UVA Darden, Students Heed Call to ‘Be Bolder’ in Pursuit of Success for Women in Business

29 September 2015

By Dave Hendrick


Julieta Ross has never been one to settle, or to settle down.

Keynoting the 2015 Women’s Leadership Conference sponsored by the student-run Graduate Women in Business (GWIB) club at the University of Virginia Darden School of Business, the chief technology officer at M&T Bank Corp. told roughly 150 women of the Darden community that the journey to a successful and rewarding life involved a path of one’s own creation.

“Life is not about finding yourself,” Ross said. “It’s about creating yourself.”

Born in Buenos Aires and raised in Italy and Florida, Ross bucked the family tradition of medical school and began creating her professional self via entry into the engineering program at Vanderbilt University as an undergraduate.

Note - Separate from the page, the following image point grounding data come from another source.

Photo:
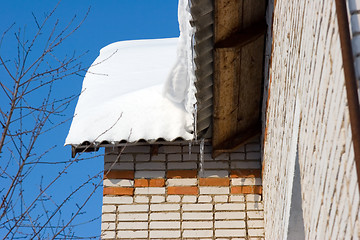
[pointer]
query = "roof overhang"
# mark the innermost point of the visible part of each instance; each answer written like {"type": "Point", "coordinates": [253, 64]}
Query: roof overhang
{"type": "Point", "coordinates": [239, 36]}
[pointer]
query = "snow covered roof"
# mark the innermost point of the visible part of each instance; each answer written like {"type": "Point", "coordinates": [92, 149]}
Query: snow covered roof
{"type": "Point", "coordinates": [139, 90]}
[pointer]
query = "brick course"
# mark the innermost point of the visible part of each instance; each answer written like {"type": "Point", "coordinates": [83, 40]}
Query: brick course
{"type": "Point", "coordinates": [173, 198]}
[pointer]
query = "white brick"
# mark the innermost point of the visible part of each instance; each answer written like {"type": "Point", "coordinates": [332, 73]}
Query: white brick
{"type": "Point", "coordinates": [165, 234]}
{"type": "Point", "coordinates": [119, 166]}
{"type": "Point", "coordinates": [230, 233]}
{"type": "Point", "coordinates": [221, 198]}
{"type": "Point", "coordinates": [182, 182]}
{"type": "Point", "coordinates": [256, 232]}
{"type": "Point", "coordinates": [255, 223]}
{"type": "Point", "coordinates": [149, 174]}
{"type": "Point", "coordinates": [126, 158]}
{"type": "Point", "coordinates": [173, 198]}
{"type": "Point", "coordinates": [216, 165]}
{"type": "Point", "coordinates": [254, 206]}
{"type": "Point", "coordinates": [110, 217]}
{"type": "Point", "coordinates": [107, 226]}
{"type": "Point", "coordinates": [165, 216]}
{"type": "Point", "coordinates": [111, 158]}
{"type": "Point", "coordinates": [133, 208]}
{"type": "Point", "coordinates": [133, 225]}
{"type": "Point", "coordinates": [182, 165]}
{"type": "Point", "coordinates": [190, 157]}
{"type": "Point", "coordinates": [238, 198]}
{"type": "Point", "coordinates": [230, 224]}
{"type": "Point", "coordinates": [197, 233]}
{"type": "Point", "coordinates": [132, 234]}
{"type": "Point", "coordinates": [137, 149]}
{"type": "Point", "coordinates": [150, 166]}
{"type": "Point", "coordinates": [132, 217]}
{"type": "Point", "coordinates": [159, 157]}
{"type": "Point", "coordinates": [237, 156]}
{"type": "Point", "coordinates": [108, 209]}
{"type": "Point", "coordinates": [255, 214]}
{"type": "Point", "coordinates": [204, 199]}
{"type": "Point", "coordinates": [141, 199]}
{"type": "Point", "coordinates": [197, 216]}
{"type": "Point", "coordinates": [189, 199]}
{"type": "Point", "coordinates": [194, 149]}
{"type": "Point", "coordinates": [253, 197]}
{"type": "Point", "coordinates": [164, 207]}
{"type": "Point", "coordinates": [117, 200]}
{"type": "Point", "coordinates": [246, 181]}
{"type": "Point", "coordinates": [118, 183]}
{"type": "Point", "coordinates": [245, 164]}
{"type": "Point", "coordinates": [214, 190]}
{"type": "Point", "coordinates": [197, 224]}
{"type": "Point", "coordinates": [197, 207]}
{"type": "Point", "coordinates": [150, 190]}
{"type": "Point", "coordinates": [157, 199]}
{"type": "Point", "coordinates": [213, 173]}
{"type": "Point", "coordinates": [229, 206]}
{"type": "Point", "coordinates": [108, 234]}
{"type": "Point", "coordinates": [229, 215]}
{"type": "Point", "coordinates": [164, 225]}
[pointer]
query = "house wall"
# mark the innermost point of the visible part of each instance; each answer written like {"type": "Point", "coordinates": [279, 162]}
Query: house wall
{"type": "Point", "coordinates": [307, 117]}
{"type": "Point", "coordinates": [154, 193]}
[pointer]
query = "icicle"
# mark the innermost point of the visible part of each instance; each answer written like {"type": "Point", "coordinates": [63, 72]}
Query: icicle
{"type": "Point", "coordinates": [189, 150]}
{"type": "Point", "coordinates": [202, 143]}
{"type": "Point", "coordinates": [195, 122]}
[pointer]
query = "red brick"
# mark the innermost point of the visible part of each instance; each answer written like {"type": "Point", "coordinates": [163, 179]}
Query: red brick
{"type": "Point", "coordinates": [214, 182]}
{"type": "Point", "coordinates": [118, 191]}
{"type": "Point", "coordinates": [149, 182]}
{"type": "Point", "coordinates": [182, 174]}
{"type": "Point", "coordinates": [119, 174]}
{"type": "Point", "coordinates": [182, 190]}
{"type": "Point", "coordinates": [246, 190]}
{"type": "Point", "coordinates": [245, 173]}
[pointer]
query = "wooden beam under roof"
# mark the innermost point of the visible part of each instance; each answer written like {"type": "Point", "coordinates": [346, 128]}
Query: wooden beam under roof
{"type": "Point", "coordinates": [239, 32]}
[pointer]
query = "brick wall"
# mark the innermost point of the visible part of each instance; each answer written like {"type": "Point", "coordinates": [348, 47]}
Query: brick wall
{"type": "Point", "coordinates": [354, 15]}
{"type": "Point", "coordinates": [306, 91]}
{"type": "Point", "coordinates": [155, 193]}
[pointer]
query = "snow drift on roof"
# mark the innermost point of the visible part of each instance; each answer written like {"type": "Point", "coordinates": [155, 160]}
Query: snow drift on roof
{"type": "Point", "coordinates": [122, 96]}
{"type": "Point", "coordinates": [141, 89]}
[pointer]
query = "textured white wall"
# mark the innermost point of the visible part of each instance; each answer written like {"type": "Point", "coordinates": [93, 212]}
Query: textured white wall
{"type": "Point", "coordinates": [167, 196]}
{"type": "Point", "coordinates": [306, 69]}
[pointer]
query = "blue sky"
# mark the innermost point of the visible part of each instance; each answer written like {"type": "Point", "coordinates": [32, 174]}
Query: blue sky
{"type": "Point", "coordinates": [108, 21]}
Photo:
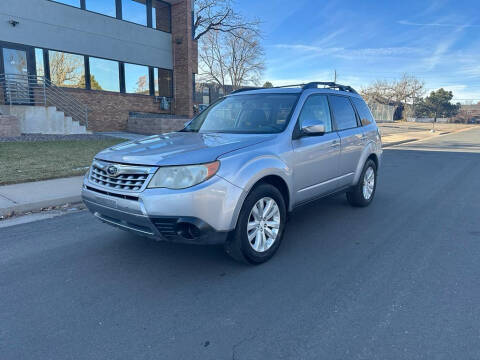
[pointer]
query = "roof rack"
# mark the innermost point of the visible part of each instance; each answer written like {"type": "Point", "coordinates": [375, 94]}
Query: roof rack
{"type": "Point", "coordinates": [310, 85]}
{"type": "Point", "coordinates": [330, 85]}
{"type": "Point", "coordinates": [245, 89]}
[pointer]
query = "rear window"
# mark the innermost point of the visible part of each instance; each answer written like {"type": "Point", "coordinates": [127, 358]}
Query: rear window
{"type": "Point", "coordinates": [364, 112]}
{"type": "Point", "coordinates": [343, 112]}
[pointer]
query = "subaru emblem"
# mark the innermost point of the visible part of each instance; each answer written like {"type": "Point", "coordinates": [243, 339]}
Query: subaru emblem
{"type": "Point", "coordinates": [112, 170]}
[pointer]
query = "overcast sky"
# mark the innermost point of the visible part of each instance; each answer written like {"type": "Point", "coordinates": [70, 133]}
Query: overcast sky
{"type": "Point", "coordinates": [437, 41]}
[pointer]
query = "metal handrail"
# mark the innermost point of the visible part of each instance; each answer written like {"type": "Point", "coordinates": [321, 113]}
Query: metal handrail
{"type": "Point", "coordinates": [38, 90]}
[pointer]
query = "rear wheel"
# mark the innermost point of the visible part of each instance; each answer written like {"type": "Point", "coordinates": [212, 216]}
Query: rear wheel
{"type": "Point", "coordinates": [260, 226]}
{"type": "Point", "coordinates": [362, 194]}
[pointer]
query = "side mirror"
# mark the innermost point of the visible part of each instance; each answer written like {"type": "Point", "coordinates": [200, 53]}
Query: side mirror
{"type": "Point", "coordinates": [311, 127]}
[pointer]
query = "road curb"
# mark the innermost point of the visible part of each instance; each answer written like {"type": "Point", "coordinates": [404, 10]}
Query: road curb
{"type": "Point", "coordinates": [23, 208]}
{"type": "Point", "coordinates": [427, 138]}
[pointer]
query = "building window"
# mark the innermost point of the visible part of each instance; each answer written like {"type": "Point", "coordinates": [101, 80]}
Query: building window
{"type": "Point", "coordinates": [75, 3]}
{"type": "Point", "coordinates": [66, 69]}
{"type": "Point", "coordinates": [135, 11]}
{"type": "Point", "coordinates": [206, 95]}
{"type": "Point", "coordinates": [161, 15]}
{"type": "Point", "coordinates": [105, 7]}
{"type": "Point", "coordinates": [39, 64]}
{"type": "Point", "coordinates": [104, 75]}
{"type": "Point", "coordinates": [163, 82]}
{"type": "Point", "coordinates": [136, 79]}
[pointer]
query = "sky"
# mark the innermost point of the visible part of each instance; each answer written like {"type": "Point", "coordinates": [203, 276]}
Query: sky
{"type": "Point", "coordinates": [437, 41]}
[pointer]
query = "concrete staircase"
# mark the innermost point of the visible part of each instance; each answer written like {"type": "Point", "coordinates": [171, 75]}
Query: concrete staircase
{"type": "Point", "coordinates": [43, 120]}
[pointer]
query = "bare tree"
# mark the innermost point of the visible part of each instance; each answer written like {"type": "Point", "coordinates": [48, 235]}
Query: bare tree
{"type": "Point", "coordinates": [66, 69]}
{"type": "Point", "coordinates": [235, 58]}
{"type": "Point", "coordinates": [220, 16]}
{"type": "Point", "coordinates": [142, 85]}
{"type": "Point", "coordinates": [406, 90]}
{"type": "Point", "coordinates": [405, 93]}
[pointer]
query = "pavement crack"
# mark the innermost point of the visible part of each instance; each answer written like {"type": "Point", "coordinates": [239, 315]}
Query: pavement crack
{"type": "Point", "coordinates": [6, 198]}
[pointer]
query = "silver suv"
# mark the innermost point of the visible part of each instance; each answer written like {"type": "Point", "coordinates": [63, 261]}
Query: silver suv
{"type": "Point", "coordinates": [237, 169]}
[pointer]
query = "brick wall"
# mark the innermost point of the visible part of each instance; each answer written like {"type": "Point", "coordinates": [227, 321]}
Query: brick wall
{"type": "Point", "coordinates": [108, 111]}
{"type": "Point", "coordinates": [184, 57]}
{"type": "Point", "coordinates": [9, 126]}
{"type": "Point", "coordinates": [149, 124]}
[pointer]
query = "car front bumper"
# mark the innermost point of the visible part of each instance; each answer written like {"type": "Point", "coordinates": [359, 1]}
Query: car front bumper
{"type": "Point", "coordinates": [202, 214]}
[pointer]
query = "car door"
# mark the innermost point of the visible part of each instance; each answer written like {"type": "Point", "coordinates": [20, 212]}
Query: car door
{"type": "Point", "coordinates": [351, 137]}
{"type": "Point", "coordinates": [315, 158]}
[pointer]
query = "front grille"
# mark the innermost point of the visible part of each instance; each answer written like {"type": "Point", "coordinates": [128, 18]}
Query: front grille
{"type": "Point", "coordinates": [125, 177]}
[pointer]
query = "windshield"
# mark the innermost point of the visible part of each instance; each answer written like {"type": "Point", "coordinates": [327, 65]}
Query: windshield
{"type": "Point", "coordinates": [246, 114]}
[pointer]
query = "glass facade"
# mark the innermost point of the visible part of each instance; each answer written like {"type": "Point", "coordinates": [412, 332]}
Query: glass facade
{"type": "Point", "coordinates": [161, 15]}
{"type": "Point", "coordinates": [135, 11]}
{"type": "Point", "coordinates": [67, 69]}
{"type": "Point", "coordinates": [137, 79]}
{"type": "Point", "coordinates": [105, 7]}
{"type": "Point", "coordinates": [104, 75]}
{"type": "Point", "coordinates": [163, 82]}
{"type": "Point", "coordinates": [39, 63]}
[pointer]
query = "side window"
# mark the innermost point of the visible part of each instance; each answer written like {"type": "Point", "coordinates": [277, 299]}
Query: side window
{"type": "Point", "coordinates": [343, 112]}
{"type": "Point", "coordinates": [316, 107]}
{"type": "Point", "coordinates": [366, 116]}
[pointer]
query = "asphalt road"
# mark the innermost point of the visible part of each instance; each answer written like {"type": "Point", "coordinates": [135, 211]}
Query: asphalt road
{"type": "Point", "coordinates": [397, 280]}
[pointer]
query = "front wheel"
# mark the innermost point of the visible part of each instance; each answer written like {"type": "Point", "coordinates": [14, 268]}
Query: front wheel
{"type": "Point", "coordinates": [362, 194]}
{"type": "Point", "coordinates": [260, 226]}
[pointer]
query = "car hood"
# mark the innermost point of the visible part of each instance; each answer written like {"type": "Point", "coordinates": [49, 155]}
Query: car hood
{"type": "Point", "coordinates": [179, 148]}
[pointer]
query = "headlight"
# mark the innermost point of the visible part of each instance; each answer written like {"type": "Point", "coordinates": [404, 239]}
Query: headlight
{"type": "Point", "coordinates": [181, 177]}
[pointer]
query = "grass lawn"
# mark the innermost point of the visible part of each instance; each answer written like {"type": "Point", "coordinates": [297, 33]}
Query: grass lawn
{"type": "Point", "coordinates": [31, 161]}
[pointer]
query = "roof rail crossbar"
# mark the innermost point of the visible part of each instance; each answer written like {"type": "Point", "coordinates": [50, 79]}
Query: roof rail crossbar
{"type": "Point", "coordinates": [245, 89]}
{"type": "Point", "coordinates": [329, 84]}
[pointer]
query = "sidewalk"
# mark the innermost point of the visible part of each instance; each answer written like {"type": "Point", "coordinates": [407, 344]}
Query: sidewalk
{"type": "Point", "coordinates": [21, 198]}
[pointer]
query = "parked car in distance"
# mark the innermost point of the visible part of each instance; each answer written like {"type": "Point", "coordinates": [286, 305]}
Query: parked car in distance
{"type": "Point", "coordinates": [236, 170]}
{"type": "Point", "coordinates": [200, 108]}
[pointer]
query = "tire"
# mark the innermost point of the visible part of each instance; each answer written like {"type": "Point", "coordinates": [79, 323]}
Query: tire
{"type": "Point", "coordinates": [245, 242]}
{"type": "Point", "coordinates": [356, 196]}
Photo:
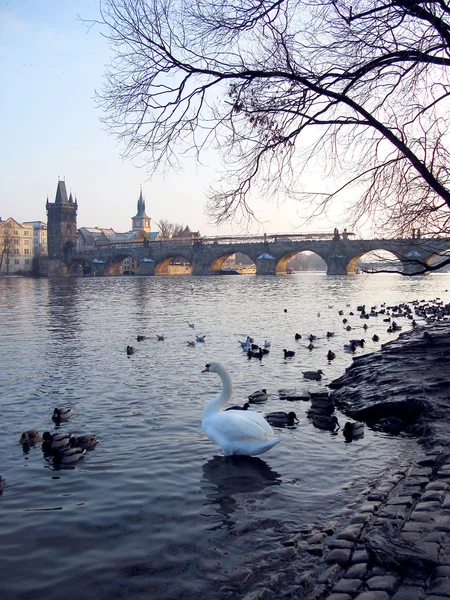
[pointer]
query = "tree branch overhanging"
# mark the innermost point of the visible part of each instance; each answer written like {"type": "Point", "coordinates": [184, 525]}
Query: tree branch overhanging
{"type": "Point", "coordinates": [276, 87]}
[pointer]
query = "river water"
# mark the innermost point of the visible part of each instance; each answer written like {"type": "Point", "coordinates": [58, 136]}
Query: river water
{"type": "Point", "coordinates": [154, 511]}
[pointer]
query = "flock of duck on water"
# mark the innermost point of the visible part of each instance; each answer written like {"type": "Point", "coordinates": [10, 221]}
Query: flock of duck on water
{"type": "Point", "coordinates": [58, 448]}
{"type": "Point", "coordinates": [236, 429]}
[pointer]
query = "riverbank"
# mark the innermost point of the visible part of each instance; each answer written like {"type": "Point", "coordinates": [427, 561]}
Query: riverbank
{"type": "Point", "coordinates": [396, 546]}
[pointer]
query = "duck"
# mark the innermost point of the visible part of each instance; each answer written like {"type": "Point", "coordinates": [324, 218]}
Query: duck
{"type": "Point", "coordinates": [30, 437]}
{"type": "Point", "coordinates": [324, 421]}
{"type": "Point", "coordinates": [313, 375]}
{"type": "Point", "coordinates": [361, 343]}
{"type": "Point", "coordinates": [55, 440]}
{"type": "Point", "coordinates": [237, 407]}
{"type": "Point", "coordinates": [282, 419]}
{"type": "Point", "coordinates": [258, 396]}
{"type": "Point", "coordinates": [67, 455]}
{"type": "Point", "coordinates": [236, 432]}
{"type": "Point", "coordinates": [85, 442]}
{"type": "Point", "coordinates": [62, 414]}
{"type": "Point", "coordinates": [353, 430]}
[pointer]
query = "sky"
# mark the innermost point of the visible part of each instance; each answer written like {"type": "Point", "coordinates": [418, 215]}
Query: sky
{"type": "Point", "coordinates": [51, 65]}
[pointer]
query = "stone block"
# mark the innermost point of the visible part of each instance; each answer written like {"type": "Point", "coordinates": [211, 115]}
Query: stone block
{"type": "Point", "coordinates": [350, 533]}
{"type": "Point", "coordinates": [347, 586]}
{"type": "Point", "coordinates": [330, 574]}
{"type": "Point", "coordinates": [440, 587]}
{"type": "Point", "coordinates": [442, 571]}
{"type": "Point", "coordinates": [373, 595]}
{"type": "Point", "coordinates": [356, 571]}
{"type": "Point", "coordinates": [386, 583]}
{"type": "Point", "coordinates": [429, 548]}
{"type": "Point", "coordinates": [443, 523]}
{"type": "Point", "coordinates": [360, 556]}
{"type": "Point", "coordinates": [421, 516]}
{"type": "Point", "coordinates": [341, 544]}
{"type": "Point", "coordinates": [437, 485]}
{"type": "Point", "coordinates": [435, 495]}
{"type": "Point", "coordinates": [426, 506]}
{"type": "Point", "coordinates": [409, 592]}
{"type": "Point", "coordinates": [340, 556]}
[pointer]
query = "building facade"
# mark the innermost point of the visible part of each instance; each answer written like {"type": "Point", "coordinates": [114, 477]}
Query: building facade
{"type": "Point", "coordinates": [141, 222]}
{"type": "Point", "coordinates": [39, 237]}
{"type": "Point", "coordinates": [61, 223]}
{"type": "Point", "coordinates": [16, 247]}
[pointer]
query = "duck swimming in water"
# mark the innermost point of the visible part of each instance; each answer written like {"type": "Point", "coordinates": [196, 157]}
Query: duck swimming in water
{"type": "Point", "coordinates": [353, 430]}
{"type": "Point", "coordinates": [67, 455]}
{"type": "Point", "coordinates": [258, 396]}
{"type": "Point", "coordinates": [313, 375]}
{"type": "Point", "coordinates": [235, 431]}
{"type": "Point", "coordinates": [62, 414]}
{"type": "Point", "coordinates": [246, 406]}
{"type": "Point", "coordinates": [85, 442]}
{"type": "Point", "coordinates": [30, 437]}
{"type": "Point", "coordinates": [281, 419]}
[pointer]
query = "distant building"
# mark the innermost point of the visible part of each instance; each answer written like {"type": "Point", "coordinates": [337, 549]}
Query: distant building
{"type": "Point", "coordinates": [141, 222]}
{"type": "Point", "coordinates": [61, 223]}
{"type": "Point", "coordinates": [16, 247]}
{"type": "Point", "coordinates": [39, 237]}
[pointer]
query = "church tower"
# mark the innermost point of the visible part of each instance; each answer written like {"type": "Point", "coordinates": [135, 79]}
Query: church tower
{"type": "Point", "coordinates": [140, 222]}
{"type": "Point", "coordinates": [61, 223]}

There, as one of three women in a class of 278 engineers, Ross said inserting herself into the broader cultural conversation proved to be a challenge and an opportunity.

“That was a huge learning experience for me, to realize very quickly how to be able to network with people who you have nothing in common with besides the fact that you know math,” Ross said. “How do you become part of a group that really sometimes wants nothing to do with you? You have to learn how to do that.”

After honing her technical and personal skills at Vanderbilt, Ross moved to Miami, earned her Ph.D. and began teaching.

Ross said she loved teaching and Miami. She was content and comfortable. However, after a mentor encouraged her to seek ways to continue to grow before becoming complacent, she soon left her job to work at Motorola Inc.

In what became a recurring theme in her life, Ross left certainty behind for a bigger and better challenge.

At Motorola, her team developed one of the first applications for a mobile phone, and, almost through happenstance, the technology that would become Bluetooth.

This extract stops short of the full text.